Natural Language Processing (NLP) uses algorithms to understand and manipulate human language. This technology is one of the most broadly applied areas of machine learning. As AI continues to expand, so will the demand for professionals skilled at building models that analyze speech and language, uncover contextual patterns, and produce insights from text and audio. This Specialization will equip you with the state-of-the-art deep learning techniques needed to build cutting-edge NLP systems.

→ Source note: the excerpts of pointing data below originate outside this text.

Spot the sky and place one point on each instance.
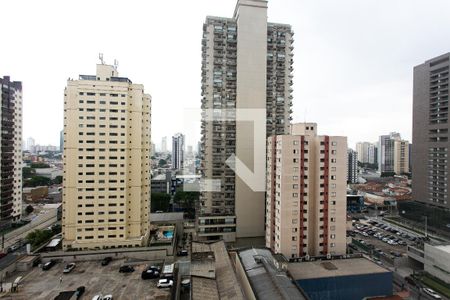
(353, 59)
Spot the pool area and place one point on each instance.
(168, 234)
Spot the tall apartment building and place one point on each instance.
(164, 144)
(386, 152)
(11, 150)
(431, 132)
(30, 143)
(306, 193)
(401, 157)
(366, 152)
(178, 151)
(247, 64)
(106, 186)
(352, 166)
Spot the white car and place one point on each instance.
(163, 283)
(101, 297)
(432, 293)
(68, 268)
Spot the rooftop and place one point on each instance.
(267, 281)
(226, 280)
(333, 268)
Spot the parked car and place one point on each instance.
(68, 268)
(106, 260)
(432, 293)
(80, 291)
(150, 274)
(126, 269)
(48, 265)
(101, 297)
(164, 283)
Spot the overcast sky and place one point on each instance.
(353, 59)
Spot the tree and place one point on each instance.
(37, 181)
(29, 209)
(28, 172)
(57, 180)
(186, 201)
(39, 165)
(160, 202)
(162, 162)
(39, 236)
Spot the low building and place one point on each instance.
(349, 279)
(213, 275)
(435, 259)
(263, 275)
(35, 193)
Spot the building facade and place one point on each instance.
(306, 193)
(430, 132)
(247, 65)
(401, 157)
(11, 150)
(164, 144)
(178, 151)
(352, 166)
(106, 186)
(386, 152)
(366, 152)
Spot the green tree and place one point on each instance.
(37, 181)
(57, 180)
(39, 236)
(29, 209)
(39, 165)
(28, 172)
(186, 201)
(160, 202)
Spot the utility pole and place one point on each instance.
(426, 226)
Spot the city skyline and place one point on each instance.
(373, 72)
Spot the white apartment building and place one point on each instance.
(11, 150)
(306, 193)
(178, 141)
(247, 64)
(106, 187)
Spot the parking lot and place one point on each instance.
(382, 238)
(39, 284)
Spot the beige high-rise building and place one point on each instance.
(106, 193)
(401, 157)
(306, 193)
(11, 151)
(247, 65)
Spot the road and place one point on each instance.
(43, 220)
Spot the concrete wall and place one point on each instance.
(243, 280)
(437, 262)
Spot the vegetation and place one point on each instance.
(434, 283)
(37, 181)
(160, 202)
(39, 236)
(28, 172)
(186, 201)
(29, 209)
(57, 180)
(39, 165)
(162, 162)
(387, 174)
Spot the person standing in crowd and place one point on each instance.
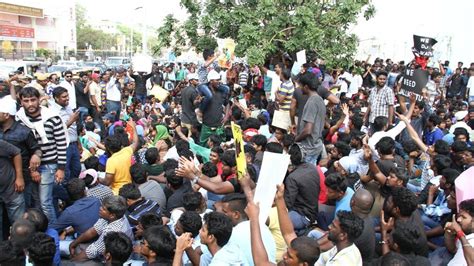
(213, 110)
(69, 85)
(82, 95)
(189, 102)
(309, 131)
(140, 84)
(23, 138)
(61, 106)
(51, 134)
(381, 101)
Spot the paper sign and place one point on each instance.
(272, 173)
(281, 119)
(414, 80)
(239, 150)
(226, 57)
(424, 45)
(142, 63)
(301, 57)
(463, 185)
(159, 93)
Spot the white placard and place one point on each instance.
(142, 63)
(301, 57)
(272, 173)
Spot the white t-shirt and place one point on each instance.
(94, 91)
(113, 93)
(71, 90)
(276, 82)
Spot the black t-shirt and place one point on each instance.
(212, 116)
(366, 241)
(82, 99)
(188, 95)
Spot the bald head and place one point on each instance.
(362, 201)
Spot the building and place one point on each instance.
(26, 26)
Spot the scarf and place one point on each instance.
(38, 127)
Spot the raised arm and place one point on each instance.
(286, 226)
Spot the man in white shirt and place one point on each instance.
(113, 92)
(344, 229)
(68, 84)
(275, 76)
(233, 205)
(459, 235)
(215, 234)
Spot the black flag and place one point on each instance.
(424, 45)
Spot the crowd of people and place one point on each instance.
(98, 169)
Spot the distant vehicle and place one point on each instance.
(94, 65)
(117, 61)
(58, 68)
(26, 67)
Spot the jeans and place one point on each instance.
(73, 163)
(47, 172)
(299, 221)
(15, 209)
(114, 106)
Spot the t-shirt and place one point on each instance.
(314, 112)
(188, 115)
(95, 90)
(347, 256)
(119, 165)
(212, 116)
(286, 89)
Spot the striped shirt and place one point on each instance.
(54, 151)
(286, 89)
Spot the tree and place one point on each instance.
(265, 28)
(86, 34)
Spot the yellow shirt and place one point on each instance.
(274, 227)
(119, 166)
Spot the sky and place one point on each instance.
(388, 35)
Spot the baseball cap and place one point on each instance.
(213, 75)
(90, 172)
(8, 105)
(41, 76)
(460, 115)
(109, 116)
(193, 76)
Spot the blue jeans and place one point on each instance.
(73, 164)
(114, 106)
(15, 210)
(47, 172)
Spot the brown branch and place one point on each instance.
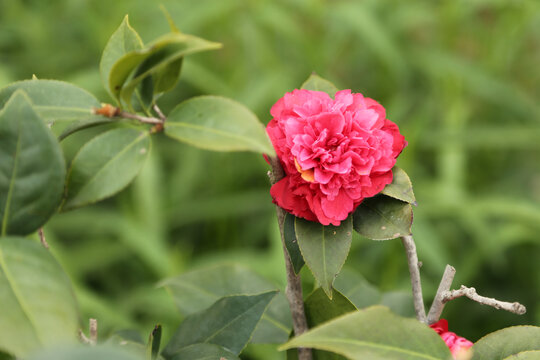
(471, 293)
(414, 270)
(437, 306)
(294, 283)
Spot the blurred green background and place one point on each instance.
(460, 78)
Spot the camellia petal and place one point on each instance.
(334, 153)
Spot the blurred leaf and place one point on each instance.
(324, 249)
(229, 322)
(317, 83)
(38, 305)
(153, 59)
(105, 165)
(82, 352)
(32, 168)
(320, 309)
(197, 290)
(401, 187)
(154, 342)
(56, 102)
(525, 355)
(204, 352)
(506, 342)
(291, 243)
(383, 218)
(216, 123)
(124, 40)
(374, 333)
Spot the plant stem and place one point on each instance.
(294, 283)
(414, 270)
(437, 307)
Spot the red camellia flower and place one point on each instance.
(459, 346)
(335, 153)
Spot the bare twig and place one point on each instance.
(471, 293)
(42, 238)
(159, 112)
(294, 284)
(414, 270)
(438, 304)
(93, 331)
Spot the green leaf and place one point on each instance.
(506, 342)
(320, 309)
(105, 165)
(229, 322)
(357, 289)
(217, 123)
(317, 83)
(38, 305)
(375, 333)
(32, 168)
(324, 248)
(197, 290)
(57, 103)
(383, 218)
(291, 244)
(124, 40)
(525, 355)
(401, 187)
(204, 352)
(81, 352)
(154, 342)
(153, 59)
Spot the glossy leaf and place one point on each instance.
(317, 83)
(154, 342)
(38, 305)
(124, 40)
(152, 59)
(32, 168)
(291, 243)
(229, 322)
(375, 333)
(525, 355)
(401, 187)
(82, 352)
(506, 342)
(324, 249)
(105, 165)
(204, 352)
(357, 289)
(320, 309)
(383, 218)
(58, 103)
(197, 290)
(217, 123)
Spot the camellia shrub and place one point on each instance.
(332, 156)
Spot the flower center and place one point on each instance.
(307, 175)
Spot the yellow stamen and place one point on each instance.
(307, 175)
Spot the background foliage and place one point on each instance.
(459, 78)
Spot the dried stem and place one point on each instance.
(414, 270)
(438, 304)
(471, 293)
(42, 238)
(294, 283)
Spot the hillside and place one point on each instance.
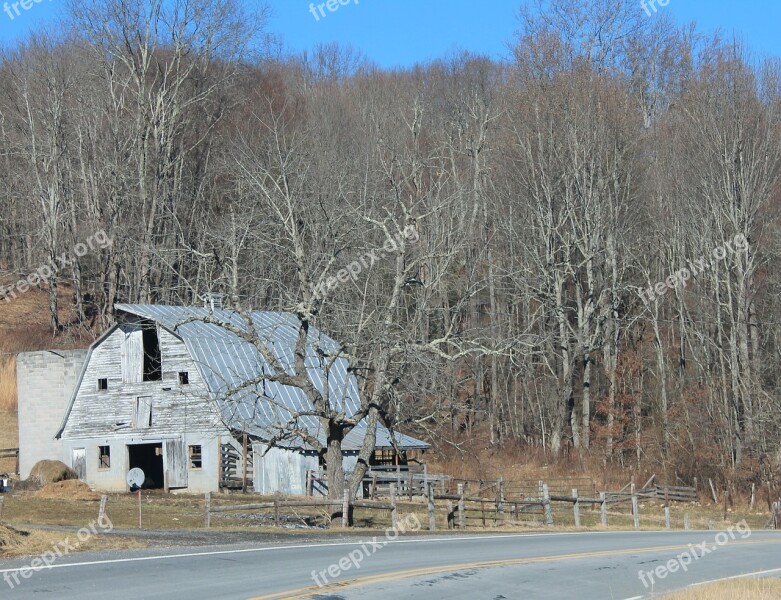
(24, 328)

By the end of this Specialization, you will be ready to design NLP applications that perform question-answering and sentiment analysis, create tools to translate languages and summarize text, and even build chatbots.
This is the first course of the Natural Language Processing Specialization.
Week 1: Logistic Regression for Sentiment Analysis of Tweets
- Use a simple method to classify positive or negative sentiment in tweets
Week 2: Naïve Bayes for Sentiment Analysis of Tweets
- Use a more advanced model for sentiment analysis
Week 3: Vector Space Models
- Use vector space models to discover relationships between words and use principal component analysis (PCA) to reduce the dimensionality of the vector space and visualize those relationships
Week 4: Word Embeddings and Locality Sensitive Hashing for Machine Translation
- Write a simple English-to-French translation algorithm using pre-computed word embeddings and locality sensitive hashing to relate words via approximate k-nearest neighbors search
This is the second course of the Natural Language Processing Specialization.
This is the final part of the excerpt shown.